Pressing the Reset Button

This month, it has been two years since I began working at St. Mary’s as their welcome leader.  I took a look back and remembered how I was feeling spiritually at that time.  After leaving my corporate job a month earlier, the pace of my life suddenly changed.  Going from working 75 hours a week to 40 was a huge change.  It took about three months for me to fully decompress and I noticed that I was working every day but it felt like I was on vacation.  (FYI - I also work from home doing the accounting for a law firm.)  My mother, who lives with us, said she had never seen me so relaxed.  I felt weird.  Then it hit me:  I hadn’t felt this way in probably five years.  I hadn’t truly relaxed in years.  This weird feeling was peace.

As I moved through 2015, I was able to take good care of myself and whereas before, at the end of the day, I felt completely spent, I was able to be fully present with my family in the evenings.  This blog was born and inspiration was never in short supply for words to share.  This lasted about a year or so.  Then, as my ministry expanded, I started losing this new sense of peace.  Exciting opportunities were set before me to spread the Gospel and I truly felt that everything I had done in my previous career had prepared me for this calling.  There were so many amazing moments where the Spirit was at work, but I wasn’t taking care of myself and by early 2016, my pace was frenetic and I came down with shingles.  

My spiritual director and priest kept encouraging me to answer the call to silence and stillness otherwise I might not have made it through 2016.  It was also a rough year in my parish with the April floods, including our rectory, and the loss of a three-year old child by accidental drowning.  This grief was compounded by watching a presidential candidate come to power that hurt so many.  The blog was harder to write in contrast to the year before where the words came pouring in every couple of weeks.  In my post, “Messengers,” I wrote about my experience on a silent retreat which was truly life-giving.  It was a moment of peace but not enough.  Heading into the fall in a very dark emotional place, I forged ahead. 
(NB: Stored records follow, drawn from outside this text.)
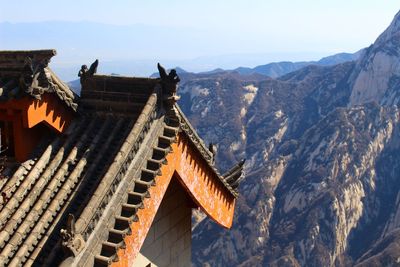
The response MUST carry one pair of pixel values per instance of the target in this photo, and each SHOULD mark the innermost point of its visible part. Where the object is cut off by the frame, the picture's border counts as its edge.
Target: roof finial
(84, 72)
(169, 83)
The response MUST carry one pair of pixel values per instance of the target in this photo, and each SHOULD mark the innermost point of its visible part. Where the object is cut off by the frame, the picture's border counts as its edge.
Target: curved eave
(203, 185)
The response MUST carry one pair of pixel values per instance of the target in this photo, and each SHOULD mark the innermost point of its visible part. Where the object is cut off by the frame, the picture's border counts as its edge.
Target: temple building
(107, 178)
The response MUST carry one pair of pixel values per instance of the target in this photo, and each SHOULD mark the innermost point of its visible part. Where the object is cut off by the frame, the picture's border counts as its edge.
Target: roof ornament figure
(84, 72)
(72, 241)
(34, 78)
(169, 84)
(213, 149)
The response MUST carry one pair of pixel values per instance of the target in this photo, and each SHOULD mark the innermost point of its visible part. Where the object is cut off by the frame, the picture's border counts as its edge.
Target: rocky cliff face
(323, 169)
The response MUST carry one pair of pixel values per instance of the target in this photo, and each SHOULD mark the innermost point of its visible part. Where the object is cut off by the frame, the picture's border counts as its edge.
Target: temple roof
(95, 179)
(27, 73)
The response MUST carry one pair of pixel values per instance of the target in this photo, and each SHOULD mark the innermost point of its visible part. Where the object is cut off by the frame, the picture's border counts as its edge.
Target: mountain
(277, 69)
(323, 163)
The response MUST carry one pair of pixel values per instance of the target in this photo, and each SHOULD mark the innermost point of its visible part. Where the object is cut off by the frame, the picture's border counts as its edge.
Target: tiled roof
(27, 73)
(99, 172)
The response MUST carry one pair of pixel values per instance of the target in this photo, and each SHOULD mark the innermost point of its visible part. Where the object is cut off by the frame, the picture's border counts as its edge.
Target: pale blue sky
(281, 25)
(289, 29)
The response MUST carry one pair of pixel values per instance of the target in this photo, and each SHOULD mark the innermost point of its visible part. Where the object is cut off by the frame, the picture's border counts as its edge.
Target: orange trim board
(49, 109)
(202, 184)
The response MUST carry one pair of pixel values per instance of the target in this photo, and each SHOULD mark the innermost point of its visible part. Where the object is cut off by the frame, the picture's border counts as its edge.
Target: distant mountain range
(277, 69)
(323, 164)
(131, 50)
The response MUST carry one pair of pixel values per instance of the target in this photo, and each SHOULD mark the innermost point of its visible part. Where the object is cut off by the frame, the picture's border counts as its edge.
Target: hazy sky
(301, 28)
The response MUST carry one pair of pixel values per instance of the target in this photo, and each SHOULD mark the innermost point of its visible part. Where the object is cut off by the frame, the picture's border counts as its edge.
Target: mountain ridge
(322, 161)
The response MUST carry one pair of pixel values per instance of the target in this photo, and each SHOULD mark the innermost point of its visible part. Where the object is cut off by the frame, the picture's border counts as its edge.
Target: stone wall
(168, 242)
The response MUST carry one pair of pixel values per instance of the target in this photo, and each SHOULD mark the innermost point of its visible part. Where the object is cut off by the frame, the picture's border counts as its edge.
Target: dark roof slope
(103, 164)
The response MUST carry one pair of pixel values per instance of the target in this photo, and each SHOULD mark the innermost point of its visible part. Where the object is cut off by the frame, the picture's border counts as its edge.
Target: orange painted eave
(49, 109)
(202, 184)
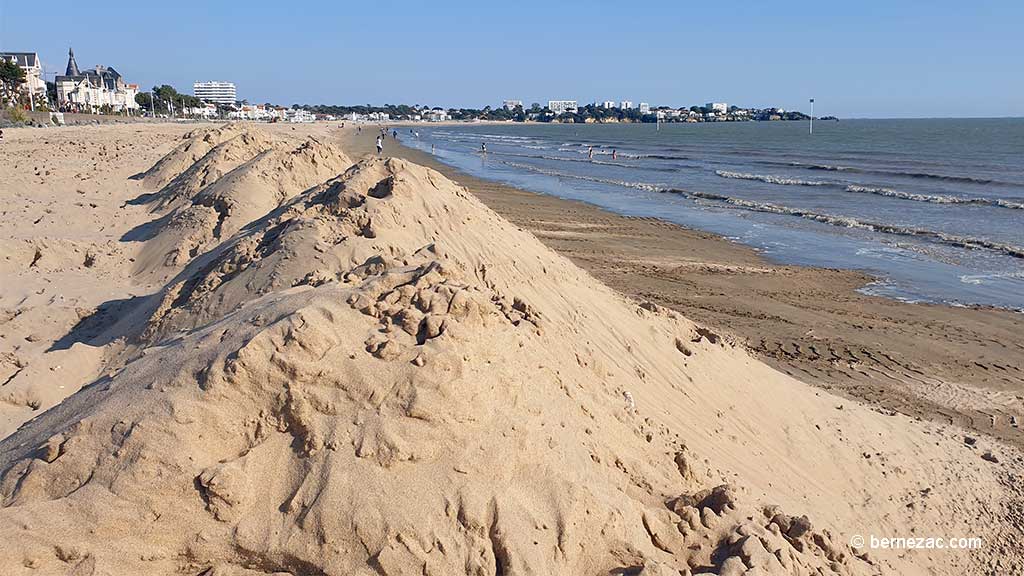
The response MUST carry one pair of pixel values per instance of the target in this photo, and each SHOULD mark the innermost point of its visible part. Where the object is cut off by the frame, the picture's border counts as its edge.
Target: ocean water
(933, 208)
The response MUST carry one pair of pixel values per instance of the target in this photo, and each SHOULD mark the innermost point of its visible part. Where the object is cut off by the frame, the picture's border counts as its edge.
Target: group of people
(381, 136)
(483, 146)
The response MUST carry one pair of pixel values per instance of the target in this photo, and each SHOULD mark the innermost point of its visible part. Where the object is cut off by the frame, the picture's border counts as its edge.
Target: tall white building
(217, 92)
(559, 107)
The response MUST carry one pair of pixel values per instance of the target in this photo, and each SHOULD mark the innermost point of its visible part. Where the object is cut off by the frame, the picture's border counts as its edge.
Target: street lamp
(811, 129)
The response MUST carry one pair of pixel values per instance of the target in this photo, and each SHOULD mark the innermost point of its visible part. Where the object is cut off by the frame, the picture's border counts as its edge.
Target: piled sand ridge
(237, 181)
(379, 375)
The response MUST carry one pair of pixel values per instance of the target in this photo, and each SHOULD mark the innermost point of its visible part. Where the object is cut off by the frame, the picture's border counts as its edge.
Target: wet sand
(949, 365)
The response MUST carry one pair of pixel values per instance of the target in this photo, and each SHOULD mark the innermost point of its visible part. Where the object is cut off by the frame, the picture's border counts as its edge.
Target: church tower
(72, 65)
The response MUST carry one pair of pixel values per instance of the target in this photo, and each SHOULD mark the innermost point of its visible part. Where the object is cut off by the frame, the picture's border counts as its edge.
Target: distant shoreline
(798, 319)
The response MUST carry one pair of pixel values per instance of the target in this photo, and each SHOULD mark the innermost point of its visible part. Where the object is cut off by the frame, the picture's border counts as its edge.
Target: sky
(857, 58)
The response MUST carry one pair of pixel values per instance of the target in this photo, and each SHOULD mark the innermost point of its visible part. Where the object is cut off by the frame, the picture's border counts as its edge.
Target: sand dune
(194, 147)
(377, 374)
(221, 159)
(208, 209)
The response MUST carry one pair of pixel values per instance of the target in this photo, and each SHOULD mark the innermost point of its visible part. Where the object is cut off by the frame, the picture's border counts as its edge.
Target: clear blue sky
(857, 58)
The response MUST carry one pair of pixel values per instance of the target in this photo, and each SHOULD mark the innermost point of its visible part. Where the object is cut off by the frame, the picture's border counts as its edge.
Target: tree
(11, 76)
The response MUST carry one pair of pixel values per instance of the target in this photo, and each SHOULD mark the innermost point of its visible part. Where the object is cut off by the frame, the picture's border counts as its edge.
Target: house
(29, 62)
(558, 107)
(94, 89)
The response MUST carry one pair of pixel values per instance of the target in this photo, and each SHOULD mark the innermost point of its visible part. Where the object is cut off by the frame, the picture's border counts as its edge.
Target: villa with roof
(93, 89)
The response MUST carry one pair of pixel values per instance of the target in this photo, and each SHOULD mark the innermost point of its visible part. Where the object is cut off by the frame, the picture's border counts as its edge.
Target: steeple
(72, 65)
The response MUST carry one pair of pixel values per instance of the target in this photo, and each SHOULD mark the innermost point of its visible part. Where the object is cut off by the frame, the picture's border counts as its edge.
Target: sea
(932, 208)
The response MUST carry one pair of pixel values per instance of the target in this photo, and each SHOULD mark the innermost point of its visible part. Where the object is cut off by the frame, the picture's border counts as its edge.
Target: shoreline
(937, 362)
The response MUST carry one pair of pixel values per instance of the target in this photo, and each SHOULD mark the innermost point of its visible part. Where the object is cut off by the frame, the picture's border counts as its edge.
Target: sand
(944, 364)
(382, 375)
I continued to pray for the sense of peace to return.  I reached out to my doctors to address my depression.  We adjusted medication.  All of those things helped and in December, I started experiencing joy again.  But I wanted to feel weird again; I wanted peace.  Sometime during 2016, I had ordered a book called The Seven Whispers by Christina Baldwin.  I don’t even remember who recommended it to me and it sat unopened on my nightstand for months.  When I finally picked it up and read a couple of chapters, I was hooked on the ideas, but my “work” derailed my attempts to implement the spiritual practices.  

Fast forward to January 2017 when our women’s Wednesday fellowship agreed to do a book study on The Seven Whispers.  This last week, I decided to practice one of the concepts from the book, “moving at the pace of guidance.”   Christina says that “speed is the enemy of guidance.”  So on inauguration day, with a demanding workday ahead of me, I heard doves outside my window.  I decided to stop and sit with God in centering prayer for five minutes at the top of each hour, starting at 7 am and ending at 5 pm.  I also took a break from TV and social media.  It was transformative.  While going away on retreat has very good purpose, stopping and re-centering during the workday finally returned the peace I was missing.  I headed into an evangelism workshop I was leading on Saturday with a new calmness.


When Elijah felt that he could no longer go on, he went to the wilderness to die.  After the angel had fed him and he rested, he heard God’s voice.  He obeyed and went to Horeb where the Lord came to him.  But the Lord did not come in the rushing wind, nor the earthquake, nor the fire.  God came to him in the silence that followed.  How can you slow down and listen for God?  Is there a community that can support you in finding the peace that only God can give?